Czysto edukacyjnie, neuron to funkcja linowa + funkcja aktywacji tak obliczasz wynik, a uczysz w drugą stronę licząc funkcja liniowa + funkcja aktywacji + funkcja błędu i pochodną po wadze neuronu i po biasie neuronu i tak dla każdego neuronu.
W twoim przypadku możesz bez funkcji aktywacji, czyli sama funkcja liniowa i potem funkcja błędu.

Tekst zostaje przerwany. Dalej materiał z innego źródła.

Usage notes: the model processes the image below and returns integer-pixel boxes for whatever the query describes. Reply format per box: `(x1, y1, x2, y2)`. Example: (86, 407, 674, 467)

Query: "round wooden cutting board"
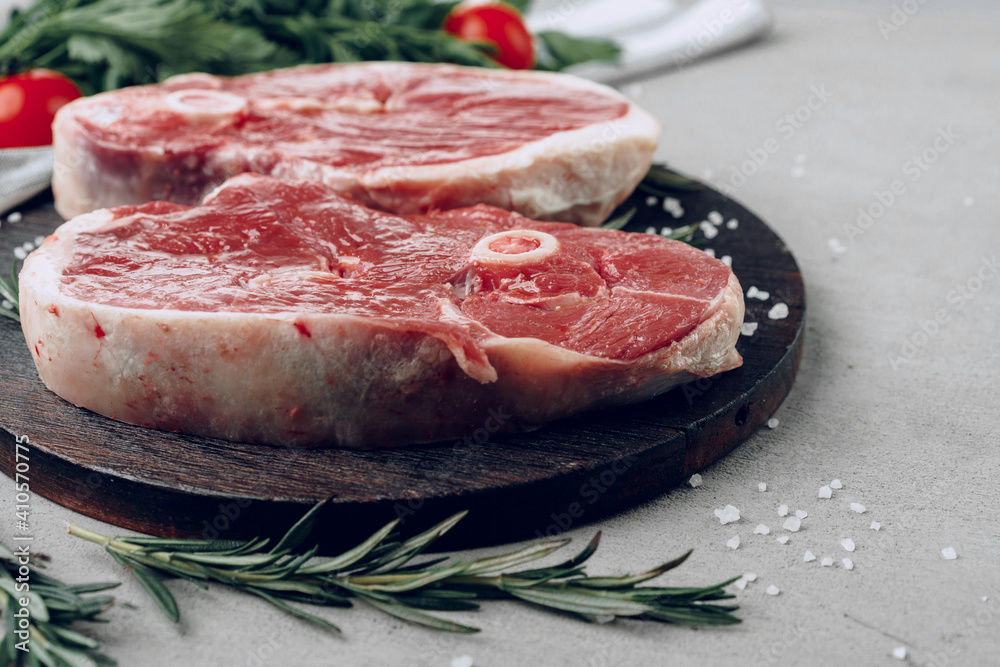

np. x to dane wejściowe, W - waga, b - bias, target to jakiego wyniku się spodziewasz, y = (x * W + b) funkcja błędu (target - y)^2 i liczysz pochodną po funkcji błędu to ci wychodzi (target - (x * W +b))^2 to pochodna W/funkcji_loss = 2*(z - y) * -x1, a b/funkcji_loss = 2*(z - y) * -1, i teraz dodajesz te wartości b+= b/funkcji_loss W+=W/funkcji_loss, to są po prostu wyniki pochodnych po funkcji (z - (x * W +b))**2, po W i po b, wyniki gradientu dodajesz do zmiennych i to jest jeden krok uczenia, a do przewidzenia wyniku używasz funkcji (x * W + b), to jest forward poprzednie backward.
Za pomocą pytorch coś takiego możesz napisać:
optimizer.zero_grad() # ustawienie zmiennych zawierających gradient na zero
y = linear_model(x, W, b) # model sieci
loss = (y - target) ** 2 # tu funkcja mierzenia błędu
loss.backward() # to liczy pochodną i zapisuje w zmiennej W.grad, b.grad
optimizer.step() # dodanie gradientu czyli W+=W.grad i b+=b.grad, ale to też zależy od wybranego optimizera, jak gradient descent to tak będzie to wyglądać, ale są jeszcze inne.
Najprościej chyba i tak będzie ci użyć biblioteki Keras i zaprojektować jakiś model, wydaje mi się że ta akurat jest najprostsza biblioteka.